In brief, it is optimized to create a manageable network that brings together the most significantly activated or inhibited upstream regulators, diseases, functions, and pathways from your analysis and present them in a way that reduces the redundancy of the predictions and is not overly connected. The algorithm is a heuristic that uses a number of factors to select and connect entities from an analysis. Overall strategy of the Graphical Summary For example, the same summary is shown below with the Subcellular layout. You can change the overall layout of the nodes by clicking the Change Layout button and choosing an option. You can change the font size of the node labels in the summary by clicking this button in the toolbar and using the pull-down menu next to “Node Name Font Size”. Pasted networks will not contain any of the inferred edges. If you wish to use Build or Overlay tools on the Graphical Summary, you will need to select all the nodes and copy/paste them into a new My Pathway. Note that revising the summary algorithmically with the slider may bring back nodes that you may have deleted manually. The default position is in the center of the slider.Ĭhanges made by revising the summary with the slider are saved with your analysis automatically, whereas manually deleting or repositioning nodes or edges requires you to click the Save button on the toolbar if you want to retain those changes after closing your analysis. To re-run and change the size, click the button in the toolbar and use the size slider to increase or decrease the number of nodes appearing in the Graphical Summary.

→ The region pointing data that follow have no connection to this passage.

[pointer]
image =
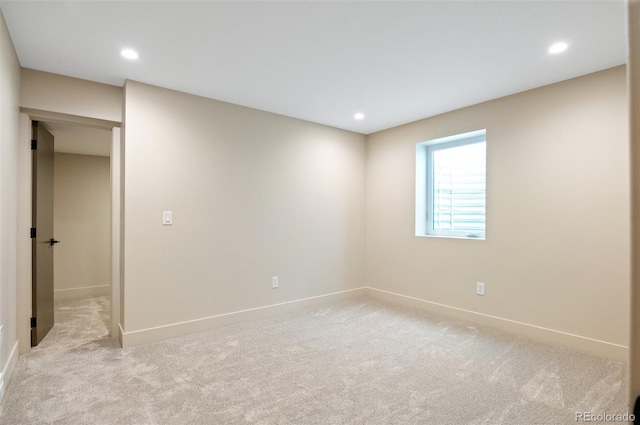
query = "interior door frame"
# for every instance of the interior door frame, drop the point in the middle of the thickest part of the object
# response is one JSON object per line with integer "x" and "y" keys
{"x": 23, "y": 287}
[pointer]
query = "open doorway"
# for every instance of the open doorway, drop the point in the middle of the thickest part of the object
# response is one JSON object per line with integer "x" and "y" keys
{"x": 81, "y": 182}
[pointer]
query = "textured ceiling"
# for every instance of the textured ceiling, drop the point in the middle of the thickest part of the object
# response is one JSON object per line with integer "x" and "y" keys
{"x": 324, "y": 61}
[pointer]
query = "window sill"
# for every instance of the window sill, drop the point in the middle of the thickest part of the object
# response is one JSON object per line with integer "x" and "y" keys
{"x": 451, "y": 237}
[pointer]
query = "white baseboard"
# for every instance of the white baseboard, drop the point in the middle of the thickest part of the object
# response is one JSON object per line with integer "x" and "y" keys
{"x": 145, "y": 336}
{"x": 595, "y": 347}
{"x": 8, "y": 369}
{"x": 84, "y": 292}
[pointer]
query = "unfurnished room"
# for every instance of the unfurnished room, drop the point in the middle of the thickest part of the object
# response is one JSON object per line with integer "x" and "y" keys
{"x": 319, "y": 212}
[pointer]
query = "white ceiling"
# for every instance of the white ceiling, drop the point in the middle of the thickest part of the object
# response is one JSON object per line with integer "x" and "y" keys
{"x": 324, "y": 61}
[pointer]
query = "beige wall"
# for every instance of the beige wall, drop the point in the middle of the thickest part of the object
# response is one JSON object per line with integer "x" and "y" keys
{"x": 253, "y": 195}
{"x": 82, "y": 216}
{"x": 42, "y": 91}
{"x": 633, "y": 76}
{"x": 556, "y": 253}
{"x": 9, "y": 118}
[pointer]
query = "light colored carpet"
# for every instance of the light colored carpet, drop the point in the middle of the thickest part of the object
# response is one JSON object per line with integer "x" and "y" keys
{"x": 354, "y": 362}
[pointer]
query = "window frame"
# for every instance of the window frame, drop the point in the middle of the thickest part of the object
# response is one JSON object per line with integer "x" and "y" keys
{"x": 424, "y": 184}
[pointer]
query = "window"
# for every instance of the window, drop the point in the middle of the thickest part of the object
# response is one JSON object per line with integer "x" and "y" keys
{"x": 451, "y": 186}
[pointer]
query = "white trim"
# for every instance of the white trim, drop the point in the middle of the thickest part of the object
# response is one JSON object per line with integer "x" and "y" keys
{"x": 84, "y": 292}
{"x": 592, "y": 346}
{"x": 9, "y": 367}
{"x": 159, "y": 333}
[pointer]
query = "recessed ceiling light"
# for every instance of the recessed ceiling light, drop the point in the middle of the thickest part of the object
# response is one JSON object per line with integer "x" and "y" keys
{"x": 129, "y": 54}
{"x": 558, "y": 47}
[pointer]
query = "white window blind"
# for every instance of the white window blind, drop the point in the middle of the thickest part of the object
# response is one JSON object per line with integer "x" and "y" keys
{"x": 456, "y": 187}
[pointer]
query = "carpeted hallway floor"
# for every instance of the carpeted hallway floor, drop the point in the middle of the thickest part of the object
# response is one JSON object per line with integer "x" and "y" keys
{"x": 353, "y": 362}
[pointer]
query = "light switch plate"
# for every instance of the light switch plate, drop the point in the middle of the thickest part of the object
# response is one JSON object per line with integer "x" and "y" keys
{"x": 167, "y": 218}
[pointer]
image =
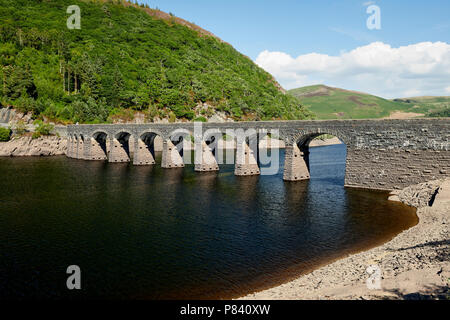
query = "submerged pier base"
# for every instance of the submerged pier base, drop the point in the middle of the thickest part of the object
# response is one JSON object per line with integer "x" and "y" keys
{"x": 171, "y": 158}
{"x": 295, "y": 167}
{"x": 204, "y": 159}
{"x": 246, "y": 164}
{"x": 142, "y": 154}
{"x": 117, "y": 152}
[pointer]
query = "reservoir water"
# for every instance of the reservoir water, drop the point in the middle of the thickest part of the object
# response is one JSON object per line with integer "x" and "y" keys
{"x": 152, "y": 233}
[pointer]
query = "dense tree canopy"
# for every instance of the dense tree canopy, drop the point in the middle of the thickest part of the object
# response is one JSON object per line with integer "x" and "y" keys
{"x": 122, "y": 59}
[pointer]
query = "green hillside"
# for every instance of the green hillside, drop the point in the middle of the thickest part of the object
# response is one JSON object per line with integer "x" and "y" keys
{"x": 125, "y": 59}
{"x": 431, "y": 106}
{"x": 334, "y": 103}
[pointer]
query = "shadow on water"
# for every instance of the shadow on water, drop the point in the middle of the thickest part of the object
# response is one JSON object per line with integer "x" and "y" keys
{"x": 153, "y": 233}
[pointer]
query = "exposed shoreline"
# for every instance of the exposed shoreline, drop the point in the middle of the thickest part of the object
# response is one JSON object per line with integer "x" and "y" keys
{"x": 414, "y": 265}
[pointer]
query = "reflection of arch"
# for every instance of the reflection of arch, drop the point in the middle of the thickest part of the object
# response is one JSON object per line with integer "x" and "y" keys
{"x": 101, "y": 137}
{"x": 120, "y": 147}
{"x": 123, "y": 138}
{"x": 182, "y": 139}
{"x": 145, "y": 149}
{"x": 297, "y": 155}
{"x": 303, "y": 144}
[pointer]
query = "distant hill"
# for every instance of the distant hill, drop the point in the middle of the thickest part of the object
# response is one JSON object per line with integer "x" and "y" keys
{"x": 334, "y": 103}
{"x": 127, "y": 59}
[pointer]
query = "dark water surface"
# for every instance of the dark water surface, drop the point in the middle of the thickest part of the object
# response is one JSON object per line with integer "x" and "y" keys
{"x": 146, "y": 232}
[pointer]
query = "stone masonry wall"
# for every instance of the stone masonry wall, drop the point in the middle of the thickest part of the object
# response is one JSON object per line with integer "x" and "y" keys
{"x": 382, "y": 154}
{"x": 394, "y": 169}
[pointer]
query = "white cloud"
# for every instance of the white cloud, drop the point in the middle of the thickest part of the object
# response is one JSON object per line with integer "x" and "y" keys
{"x": 377, "y": 68}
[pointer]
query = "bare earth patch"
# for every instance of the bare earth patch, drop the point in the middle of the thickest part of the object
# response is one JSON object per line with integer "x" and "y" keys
{"x": 414, "y": 265}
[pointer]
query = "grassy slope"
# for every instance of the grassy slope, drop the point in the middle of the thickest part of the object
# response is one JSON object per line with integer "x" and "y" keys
{"x": 334, "y": 103}
{"x": 127, "y": 58}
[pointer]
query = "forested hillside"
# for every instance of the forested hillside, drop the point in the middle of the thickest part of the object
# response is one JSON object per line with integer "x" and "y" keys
{"x": 123, "y": 60}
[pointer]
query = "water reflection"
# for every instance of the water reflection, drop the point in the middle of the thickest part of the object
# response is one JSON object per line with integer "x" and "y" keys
{"x": 147, "y": 232}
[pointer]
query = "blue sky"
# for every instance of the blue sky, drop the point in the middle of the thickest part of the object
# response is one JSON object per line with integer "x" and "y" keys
{"x": 325, "y": 27}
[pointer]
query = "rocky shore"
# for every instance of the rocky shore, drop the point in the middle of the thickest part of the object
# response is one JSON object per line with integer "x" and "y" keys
{"x": 26, "y": 146}
{"x": 413, "y": 265}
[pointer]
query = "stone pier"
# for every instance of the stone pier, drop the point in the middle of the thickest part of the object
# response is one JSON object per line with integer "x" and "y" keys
{"x": 142, "y": 154}
{"x": 205, "y": 160}
{"x": 246, "y": 164}
{"x": 118, "y": 152}
{"x": 80, "y": 149}
{"x": 96, "y": 152}
{"x": 382, "y": 154}
{"x": 171, "y": 158}
{"x": 69, "y": 147}
{"x": 295, "y": 167}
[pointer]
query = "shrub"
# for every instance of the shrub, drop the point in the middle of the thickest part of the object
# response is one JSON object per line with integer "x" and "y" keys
{"x": 42, "y": 129}
{"x": 200, "y": 119}
{"x": 5, "y": 134}
{"x": 20, "y": 128}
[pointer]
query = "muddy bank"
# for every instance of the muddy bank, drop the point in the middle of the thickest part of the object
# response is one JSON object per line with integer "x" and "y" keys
{"x": 413, "y": 265}
{"x": 26, "y": 146}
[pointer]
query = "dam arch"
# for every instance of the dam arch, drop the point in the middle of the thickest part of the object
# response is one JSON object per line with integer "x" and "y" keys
{"x": 120, "y": 147}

Graphical analysis how to#
How to change the Graphical Summary (if desired)Ĭurrently, the nodes in the Graphical Summary can be changed in two ways: 1) by deleting nodes and / or edges manually, or 2) by re-running the algorithm with a different overall size setting. The inferred edge between the nodes and their activation states suggests that ZEB1 activation and CST5 inhibition have a similar effect on downstream molecules. As shown above, the analysis predicts ZEB1 is activated (i.e., it has a positive z-score and is therefore colored orange) and CST5 is inhibited (i.e., negative z-score and therefore blue). The section at the end of this article goes into detail about the network is designed. Inferred edges in the Graphical Summary, such as the one between CST5 and ZEB1 at the lower right, are shown with dotted lines (rather than solid or dashed) and are not used elsewhere in IPA currently. Key aspects of these claudin-low cells are that they have activated the epithelial-mesenchymal transition (EMT) through activation of specific transcription factors such as ZEB1, SNAI1, and SNAI2 and have tissue-invasive tendencies, which are well represented in the generated summary: Such inferred relationships help you visualize related biological activities.īelow is the Graphical Summary for an analysis of a set of aggressive “claudin-low” breast cancer cell lines contrasted to less aggressive luminal A type breast cancer cell lines (based on PMID 20813035 ). The algorithm that constructs the summary uses machine learning techniques to prioritize and connect entities that are in some cases not yet connected by findings in the QIAGEN Knowledge Graph. The Graphical Summary can include entities such as canonical pathways, upstream regulators, diseases, and biological functions. This feature selects and connects a subset of the most significant entities predicted in the analysis, creating a coherent and comprehensible synopsis of the analysis. The aim of the Graphical Summary is to provide a quick overview of the major biological themes in your IPA Core Analysis and to illustrate how those concepts relate to one another.